Client gem – Much like the Producer, the Client is tested by stubbing out both the Producer and ESB and manipulating messages coming and validating those going out. The additional wrinkle here is that Ruby doesn’t have the notion of contracts in the same way Java or C++ do. In those languages you define your interface and those are the only things you code against. In dynamic languages though you have to check not only the behaviour of the officially public methods, but the other ones that might get called as well. (And of course there are ample unit tests around the internal methods as well; it would be folly not to)
ESB – I don’t know enough about this piece of technology but I would suspect you need to test that messages of a certain form get put into the right queue. But we run the risk of testing the library we are using for this rather than our code. At some point out have to trust the libraries you are using.
Service (Consumer) – Exactly the same as Producer

Now we’re at the point where everything works within its own little bubble (to some definition of works…), but in the real world it is going to have to play nicely with each other. If we had contracts we would be slightly over halfway to that already, but since we don’t we’re going to have to rely on the competence of the developers to have changed both side of the conversation (in all products that have a side). (I think in SOA terms, this concept is wrapped up in the umbrella of SOA governance.) The way to do this testing is replicate the testing done at the unit level in the Application portion but with all the stubs removed and through the actual end interface; ideally through judicious use of automation (like Selenium).

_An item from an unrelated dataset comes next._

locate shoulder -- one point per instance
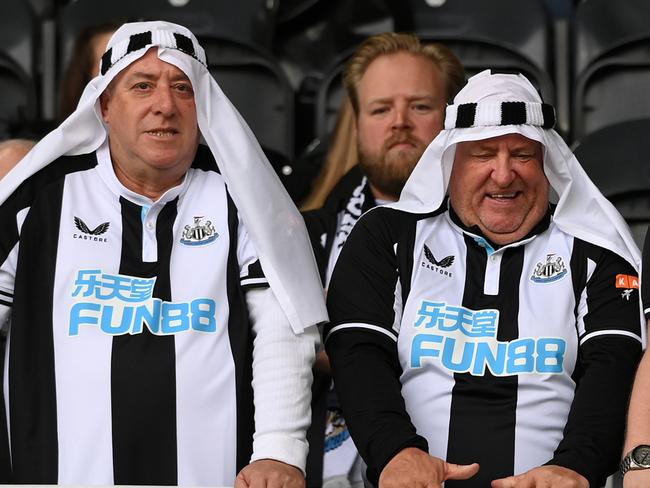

Harnessing CI, all the stubbed unit tests are run upon commit and the un-stubbed integration ones run every couple hours.

The hard part is actually implementing this (of course) and not just being a test astronaut. TDD goes a long way to this as you need to write tests before everything downstream (or upstream) is ready so you naturally stub it out. Version-itis also becomes a problem without contracts, formal or informal, as a change to a shared service means changing the gem which then needs to be pushed to all server and a restart to get the new version. Version-itis is a tough nut to crack. I’ve seen it argued that a lot of Microsoft’s issues around quality stem from having to support so much stuff from previous releases.

Anyone have any lessons-learned or ideas? Most of what I found searching this morning was marketing or dealt with REST/WS* services and not large-scale enterprise SOA. Also, anyone have any experiences to share around the use of RR (Double Ruby) in implementing stubs in a gem context?